Ce contexte rendait le projet Class (1) d’autant plus essentiel : mobiliser les jeunes à faire campagne pour défendre l’information juste et vérifiée. Cela semble être le seul moyen de préserver une relation productive entre citoyens et médias. C’est à l’institut Saint-Pierre de Brunoy, en Essonne, qu’une première expérimentation de ce projet a pu être réalisée en France. Treize collégiens, six filles et sept garçons, en classe de troisième « prépa métier », encadrés par leur équipe d’enseignants, ont donc reçu, pendant cinq jours, la formation que nous avions préparée, sur la désinformation et les bons usages du numérique. Nous les avons initiés aux aspects théoriques de la désinformation, aux dangers numériques et aux théories conspirationnistes en leur présentant des notions clefs et les enjeux majeurs. En parallèle, nous leur avons chaque jour proposé de découvrir un métier en lien avec ces problématiques, dans l’espoir de susciter des vocations. Nous vérifiions quotidiennement leur attention au travers de questionnaires, auxquels ils répondaient avec justesse et motivation. Chaque après-midi était en partie consacrée à des exercices pratiques afin qu’ils s’entraînent à la préparation de leur campagne de sensibilisation, objectif final de la formation. Nous les avons également encouragés à travailler sur leur présentation personnelle, afin de favoriser leur insertion professionnelle et leur expliquer la nécessité de protéger leur image en ligne.

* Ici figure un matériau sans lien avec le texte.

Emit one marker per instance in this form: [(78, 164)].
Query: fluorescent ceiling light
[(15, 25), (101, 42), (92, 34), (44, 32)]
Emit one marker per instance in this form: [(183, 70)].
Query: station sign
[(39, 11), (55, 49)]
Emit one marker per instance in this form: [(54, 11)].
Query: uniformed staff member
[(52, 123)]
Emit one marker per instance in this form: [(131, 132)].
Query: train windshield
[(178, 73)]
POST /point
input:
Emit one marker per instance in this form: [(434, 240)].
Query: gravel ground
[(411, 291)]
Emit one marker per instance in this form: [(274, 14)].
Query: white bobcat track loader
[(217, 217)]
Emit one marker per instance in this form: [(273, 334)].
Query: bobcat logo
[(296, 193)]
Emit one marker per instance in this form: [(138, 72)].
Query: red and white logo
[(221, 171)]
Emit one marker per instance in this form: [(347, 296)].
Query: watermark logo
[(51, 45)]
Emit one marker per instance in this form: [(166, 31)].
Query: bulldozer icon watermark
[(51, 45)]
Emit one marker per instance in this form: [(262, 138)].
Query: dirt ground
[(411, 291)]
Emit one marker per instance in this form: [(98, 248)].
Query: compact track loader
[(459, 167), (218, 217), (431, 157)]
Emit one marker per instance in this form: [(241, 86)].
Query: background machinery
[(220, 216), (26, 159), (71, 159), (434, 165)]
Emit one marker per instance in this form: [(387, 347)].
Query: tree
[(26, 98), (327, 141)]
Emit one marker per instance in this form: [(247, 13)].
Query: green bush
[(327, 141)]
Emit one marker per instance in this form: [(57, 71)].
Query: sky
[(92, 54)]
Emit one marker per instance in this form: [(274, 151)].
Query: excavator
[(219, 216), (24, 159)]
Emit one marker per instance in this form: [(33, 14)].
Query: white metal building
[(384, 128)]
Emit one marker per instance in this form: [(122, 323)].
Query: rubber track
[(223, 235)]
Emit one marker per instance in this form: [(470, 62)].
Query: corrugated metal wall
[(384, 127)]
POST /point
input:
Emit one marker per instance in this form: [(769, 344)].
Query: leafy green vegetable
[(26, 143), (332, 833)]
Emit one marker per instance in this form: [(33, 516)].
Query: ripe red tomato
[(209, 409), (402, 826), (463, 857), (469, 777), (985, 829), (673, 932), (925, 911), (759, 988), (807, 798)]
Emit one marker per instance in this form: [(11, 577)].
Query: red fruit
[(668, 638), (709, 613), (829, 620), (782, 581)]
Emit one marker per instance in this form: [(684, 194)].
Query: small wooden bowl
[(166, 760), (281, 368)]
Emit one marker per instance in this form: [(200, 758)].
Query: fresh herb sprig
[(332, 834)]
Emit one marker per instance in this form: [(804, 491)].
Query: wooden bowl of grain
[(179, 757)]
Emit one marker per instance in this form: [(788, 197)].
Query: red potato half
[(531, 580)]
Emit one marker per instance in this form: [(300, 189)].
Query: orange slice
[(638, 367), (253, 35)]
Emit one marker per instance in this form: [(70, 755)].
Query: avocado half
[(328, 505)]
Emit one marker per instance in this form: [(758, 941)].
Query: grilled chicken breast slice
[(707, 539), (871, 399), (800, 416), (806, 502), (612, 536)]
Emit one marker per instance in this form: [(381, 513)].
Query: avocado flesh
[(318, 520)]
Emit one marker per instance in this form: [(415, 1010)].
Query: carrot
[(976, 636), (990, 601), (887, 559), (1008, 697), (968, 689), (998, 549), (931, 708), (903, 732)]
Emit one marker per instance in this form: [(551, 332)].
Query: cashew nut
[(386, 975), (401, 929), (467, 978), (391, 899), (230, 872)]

Si nous avions toutes les deux étés bénévoles, nous n’avions encore jamais eu la responsabilité d’une semaine complète de formation. Cette expérience aurait pu être difficile, si les élèves n’avaient pas été si réceptifs. Certains ont adopté une attitude proactive, en prenant en charge les aspects techniques, notamment la projection de vidéos, le cadrage de la caméra, ainsi qu’en nous sollicitant lorsqu’ils avaient terminé un exercice ou qu’ils avaient besoin de conseils, nous donnant des indications en temps réel sur l’état de leur progression. Ils ont écouté avec attention nos explications, pris en considération nos conseils et recommandations, et effectué avec motivation les exercices demandés. Nous allons observer l’évolution de leurs compétences et l’intégration de leur savoir, mais nous formulons de très bons espoirs sur leur progression à venir.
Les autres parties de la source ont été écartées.